Je l’ai appris ou entendu par une source que je ne veux pas dévoiler.
Je soupçonne que tu veux me le cacher.

Origine :

Il ne faut pas chercher bien loin pour comprendre le pourquoi de cette expression ou plutôt, le pourquoi du choix du petit doigt utilisé pour indiquer qu’on ne veut pas désigner sa source ou qu’on a des soupçons.

A la fin du XIXe siècle, quelques érudits insatisfaits de la simplicité de l’origine, ont voulu croire que ‘doigt’ était une déformation de ‘dé’, raccourci de ‘Dieu’, le seul omniscient, capable de tout savoir sur tous.
Mais il semble bien qu’ils se soient mis le petit doigt dans l’oeil.

Si, en joignant le geste à la parole, vous dites à votre enfant qu’un de vos doigts vous a chuchoté à l’oreille qu’il a fait pipi dans le pot de fleur (ou toute autre bêtise faite avec témoins rapporteurs), ce n’est naturellement pas le pouce que vous allez tenter de faire entrer au début de votre conduit auditif, mais le petit doigt.
En effet, de par sa taille, ce doigt, très justement nommé l’auriculaire, est celui qui est le plus adapté pour servir de délateur imaginaire dans le creux de l’oreille.

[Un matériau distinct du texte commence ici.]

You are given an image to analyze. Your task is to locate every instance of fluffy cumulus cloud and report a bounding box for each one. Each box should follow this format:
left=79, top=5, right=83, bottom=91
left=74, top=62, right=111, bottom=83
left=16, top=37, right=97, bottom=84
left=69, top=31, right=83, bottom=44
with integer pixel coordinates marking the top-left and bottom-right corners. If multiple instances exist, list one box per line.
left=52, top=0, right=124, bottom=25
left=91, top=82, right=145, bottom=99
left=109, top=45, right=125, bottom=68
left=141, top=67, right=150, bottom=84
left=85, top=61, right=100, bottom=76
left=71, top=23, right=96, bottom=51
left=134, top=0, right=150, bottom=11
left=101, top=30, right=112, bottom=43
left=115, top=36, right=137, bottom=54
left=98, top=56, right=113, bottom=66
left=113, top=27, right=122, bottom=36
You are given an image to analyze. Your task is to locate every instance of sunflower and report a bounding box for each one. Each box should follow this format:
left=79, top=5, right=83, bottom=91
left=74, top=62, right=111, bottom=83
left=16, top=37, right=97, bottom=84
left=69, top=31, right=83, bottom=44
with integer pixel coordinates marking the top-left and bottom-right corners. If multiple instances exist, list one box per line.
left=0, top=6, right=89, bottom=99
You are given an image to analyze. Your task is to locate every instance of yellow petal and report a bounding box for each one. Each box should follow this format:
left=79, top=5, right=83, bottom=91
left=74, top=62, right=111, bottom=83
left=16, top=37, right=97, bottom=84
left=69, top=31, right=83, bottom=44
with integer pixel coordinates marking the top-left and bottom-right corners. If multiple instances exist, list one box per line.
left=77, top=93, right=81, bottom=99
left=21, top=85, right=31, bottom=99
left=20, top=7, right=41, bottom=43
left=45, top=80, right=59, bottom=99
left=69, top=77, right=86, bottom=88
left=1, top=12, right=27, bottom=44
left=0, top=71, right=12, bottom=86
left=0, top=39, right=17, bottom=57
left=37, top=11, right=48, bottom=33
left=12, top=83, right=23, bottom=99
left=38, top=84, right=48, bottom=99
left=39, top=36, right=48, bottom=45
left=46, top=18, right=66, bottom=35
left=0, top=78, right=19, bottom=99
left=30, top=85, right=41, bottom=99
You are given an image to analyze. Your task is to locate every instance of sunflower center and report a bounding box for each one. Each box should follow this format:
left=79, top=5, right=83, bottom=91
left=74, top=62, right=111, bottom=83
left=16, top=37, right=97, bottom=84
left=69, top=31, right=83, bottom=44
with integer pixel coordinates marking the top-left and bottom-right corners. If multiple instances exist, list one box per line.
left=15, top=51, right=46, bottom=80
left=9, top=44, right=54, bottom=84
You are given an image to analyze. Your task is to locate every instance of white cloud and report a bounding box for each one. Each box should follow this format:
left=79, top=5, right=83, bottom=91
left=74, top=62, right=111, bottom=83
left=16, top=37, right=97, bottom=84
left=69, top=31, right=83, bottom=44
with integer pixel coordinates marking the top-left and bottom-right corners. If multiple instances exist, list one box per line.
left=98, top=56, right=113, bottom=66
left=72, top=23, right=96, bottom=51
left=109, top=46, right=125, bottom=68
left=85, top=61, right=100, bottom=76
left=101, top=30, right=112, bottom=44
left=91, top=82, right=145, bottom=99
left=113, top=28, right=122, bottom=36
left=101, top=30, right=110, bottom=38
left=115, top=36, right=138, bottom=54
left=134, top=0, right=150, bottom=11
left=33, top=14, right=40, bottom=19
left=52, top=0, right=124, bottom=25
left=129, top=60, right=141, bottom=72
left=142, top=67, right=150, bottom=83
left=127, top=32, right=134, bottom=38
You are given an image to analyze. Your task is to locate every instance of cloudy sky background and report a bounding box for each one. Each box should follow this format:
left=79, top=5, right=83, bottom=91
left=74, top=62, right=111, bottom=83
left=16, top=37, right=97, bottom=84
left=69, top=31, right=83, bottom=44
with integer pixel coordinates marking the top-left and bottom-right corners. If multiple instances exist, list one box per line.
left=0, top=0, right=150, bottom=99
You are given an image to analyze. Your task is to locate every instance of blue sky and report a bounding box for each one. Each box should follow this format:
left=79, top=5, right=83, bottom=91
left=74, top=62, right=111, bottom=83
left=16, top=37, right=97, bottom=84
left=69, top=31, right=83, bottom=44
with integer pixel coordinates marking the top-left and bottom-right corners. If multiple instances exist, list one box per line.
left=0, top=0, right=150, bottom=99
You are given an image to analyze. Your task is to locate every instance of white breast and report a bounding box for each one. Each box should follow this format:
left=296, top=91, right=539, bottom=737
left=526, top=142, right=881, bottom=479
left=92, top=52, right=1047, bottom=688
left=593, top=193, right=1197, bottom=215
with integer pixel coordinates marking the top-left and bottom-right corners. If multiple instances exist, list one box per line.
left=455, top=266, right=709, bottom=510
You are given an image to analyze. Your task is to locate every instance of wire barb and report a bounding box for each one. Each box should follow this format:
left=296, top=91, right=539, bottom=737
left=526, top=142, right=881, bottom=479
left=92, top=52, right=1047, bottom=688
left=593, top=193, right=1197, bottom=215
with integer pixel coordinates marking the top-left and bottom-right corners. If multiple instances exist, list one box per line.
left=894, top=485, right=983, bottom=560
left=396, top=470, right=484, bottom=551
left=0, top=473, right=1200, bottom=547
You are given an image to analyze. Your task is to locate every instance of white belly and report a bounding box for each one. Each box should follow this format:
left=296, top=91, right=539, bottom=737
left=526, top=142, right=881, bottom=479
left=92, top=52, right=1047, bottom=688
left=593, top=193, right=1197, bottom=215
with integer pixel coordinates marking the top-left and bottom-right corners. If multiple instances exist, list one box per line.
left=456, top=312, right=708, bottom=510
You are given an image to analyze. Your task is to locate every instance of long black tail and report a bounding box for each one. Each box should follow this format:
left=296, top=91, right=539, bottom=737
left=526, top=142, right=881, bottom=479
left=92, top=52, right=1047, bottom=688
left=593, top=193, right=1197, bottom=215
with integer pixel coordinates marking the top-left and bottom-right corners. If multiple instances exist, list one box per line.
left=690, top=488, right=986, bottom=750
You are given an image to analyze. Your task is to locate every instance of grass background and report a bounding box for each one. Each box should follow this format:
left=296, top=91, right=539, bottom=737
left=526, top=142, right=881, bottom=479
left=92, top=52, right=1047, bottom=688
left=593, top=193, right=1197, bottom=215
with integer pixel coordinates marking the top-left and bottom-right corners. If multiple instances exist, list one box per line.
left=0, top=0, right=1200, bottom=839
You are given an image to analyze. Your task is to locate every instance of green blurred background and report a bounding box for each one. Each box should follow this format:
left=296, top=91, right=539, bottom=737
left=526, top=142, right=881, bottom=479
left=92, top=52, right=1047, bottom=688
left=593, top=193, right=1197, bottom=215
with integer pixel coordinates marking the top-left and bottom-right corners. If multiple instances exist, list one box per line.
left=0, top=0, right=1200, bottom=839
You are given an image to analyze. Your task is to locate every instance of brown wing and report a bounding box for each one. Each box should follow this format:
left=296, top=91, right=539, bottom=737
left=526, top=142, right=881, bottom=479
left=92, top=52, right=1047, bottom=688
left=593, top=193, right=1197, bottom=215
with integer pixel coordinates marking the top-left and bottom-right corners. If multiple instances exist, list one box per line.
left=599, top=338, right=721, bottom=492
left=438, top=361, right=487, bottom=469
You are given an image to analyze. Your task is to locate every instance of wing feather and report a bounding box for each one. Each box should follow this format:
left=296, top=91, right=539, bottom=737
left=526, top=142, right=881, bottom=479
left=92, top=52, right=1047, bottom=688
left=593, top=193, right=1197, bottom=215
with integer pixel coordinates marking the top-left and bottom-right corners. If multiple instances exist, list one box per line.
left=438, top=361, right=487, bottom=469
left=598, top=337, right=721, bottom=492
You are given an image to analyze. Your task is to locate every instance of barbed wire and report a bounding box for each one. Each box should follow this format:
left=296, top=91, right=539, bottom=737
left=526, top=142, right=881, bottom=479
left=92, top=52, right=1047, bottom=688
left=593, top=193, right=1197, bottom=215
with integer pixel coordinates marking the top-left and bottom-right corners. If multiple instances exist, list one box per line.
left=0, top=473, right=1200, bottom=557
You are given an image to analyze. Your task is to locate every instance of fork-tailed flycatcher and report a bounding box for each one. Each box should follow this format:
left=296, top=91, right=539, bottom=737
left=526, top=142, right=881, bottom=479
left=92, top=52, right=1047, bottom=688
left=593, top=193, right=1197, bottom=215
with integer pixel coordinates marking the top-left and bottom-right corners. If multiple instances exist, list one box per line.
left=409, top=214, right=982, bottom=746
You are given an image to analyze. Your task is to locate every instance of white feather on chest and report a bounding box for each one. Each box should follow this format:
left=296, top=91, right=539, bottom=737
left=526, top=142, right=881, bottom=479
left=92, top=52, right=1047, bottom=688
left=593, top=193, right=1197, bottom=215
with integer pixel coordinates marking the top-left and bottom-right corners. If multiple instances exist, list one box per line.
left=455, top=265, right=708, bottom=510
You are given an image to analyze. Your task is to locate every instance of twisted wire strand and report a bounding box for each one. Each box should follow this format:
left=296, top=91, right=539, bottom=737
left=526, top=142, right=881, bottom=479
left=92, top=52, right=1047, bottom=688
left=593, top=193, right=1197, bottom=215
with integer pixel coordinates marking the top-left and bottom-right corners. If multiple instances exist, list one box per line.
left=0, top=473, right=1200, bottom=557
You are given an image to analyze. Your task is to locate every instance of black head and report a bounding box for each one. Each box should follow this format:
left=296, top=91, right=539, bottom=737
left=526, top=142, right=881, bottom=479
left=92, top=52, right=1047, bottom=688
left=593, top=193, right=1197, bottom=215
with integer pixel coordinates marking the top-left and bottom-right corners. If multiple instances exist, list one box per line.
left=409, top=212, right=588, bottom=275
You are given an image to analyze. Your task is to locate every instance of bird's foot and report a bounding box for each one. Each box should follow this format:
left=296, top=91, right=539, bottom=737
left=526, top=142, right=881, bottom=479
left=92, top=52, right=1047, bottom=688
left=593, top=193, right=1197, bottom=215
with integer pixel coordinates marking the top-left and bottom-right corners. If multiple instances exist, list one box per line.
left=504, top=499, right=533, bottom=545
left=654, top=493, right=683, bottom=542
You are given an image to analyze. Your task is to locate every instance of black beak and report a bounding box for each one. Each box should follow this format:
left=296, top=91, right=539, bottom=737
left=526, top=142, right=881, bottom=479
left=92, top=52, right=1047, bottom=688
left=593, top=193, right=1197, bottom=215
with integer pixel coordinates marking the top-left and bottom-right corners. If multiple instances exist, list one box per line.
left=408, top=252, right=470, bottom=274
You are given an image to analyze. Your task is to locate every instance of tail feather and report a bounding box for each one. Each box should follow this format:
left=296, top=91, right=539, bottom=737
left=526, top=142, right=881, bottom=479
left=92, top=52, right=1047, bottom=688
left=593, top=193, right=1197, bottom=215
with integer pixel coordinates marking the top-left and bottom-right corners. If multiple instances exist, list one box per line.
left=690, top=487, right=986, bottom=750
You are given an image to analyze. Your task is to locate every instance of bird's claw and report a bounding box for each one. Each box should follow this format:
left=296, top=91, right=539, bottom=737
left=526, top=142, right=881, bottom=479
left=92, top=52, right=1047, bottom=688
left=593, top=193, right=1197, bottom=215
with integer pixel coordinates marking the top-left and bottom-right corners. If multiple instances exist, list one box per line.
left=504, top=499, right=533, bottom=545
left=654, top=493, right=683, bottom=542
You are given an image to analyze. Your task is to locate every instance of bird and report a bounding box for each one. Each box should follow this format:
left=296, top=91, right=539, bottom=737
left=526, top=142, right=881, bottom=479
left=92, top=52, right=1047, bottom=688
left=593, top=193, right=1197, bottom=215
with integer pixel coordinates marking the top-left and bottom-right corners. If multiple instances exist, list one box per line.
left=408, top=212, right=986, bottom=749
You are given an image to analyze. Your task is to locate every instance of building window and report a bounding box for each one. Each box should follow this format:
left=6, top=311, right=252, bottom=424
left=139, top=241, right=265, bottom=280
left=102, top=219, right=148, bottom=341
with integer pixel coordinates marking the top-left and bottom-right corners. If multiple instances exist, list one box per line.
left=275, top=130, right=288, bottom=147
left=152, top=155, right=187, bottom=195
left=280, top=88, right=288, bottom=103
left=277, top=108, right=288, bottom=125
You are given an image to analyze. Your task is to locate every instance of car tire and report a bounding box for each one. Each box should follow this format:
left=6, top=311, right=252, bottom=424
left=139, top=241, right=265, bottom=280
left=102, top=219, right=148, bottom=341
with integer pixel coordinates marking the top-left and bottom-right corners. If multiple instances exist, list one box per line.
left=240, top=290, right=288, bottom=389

Pour les incrédules devant tant de simplicité, voici une réplique d’Argan dans la scène VIII de l’acte II du Malade Imaginaire de Molière :
« Voilà mon petit doigt pourtant qui gronde quelque chose. (Il met son doigt à son oreille.) Attendez. Eh! ah, ah! oui? Oh, oh! voilà mon petit doigt qui me dit quelque chose que vous avez vu, et que vous ne m’avez pas dit. »
Ce qui prouve bien qu’il en est ainsi au moins depuis le XVIIe siècle.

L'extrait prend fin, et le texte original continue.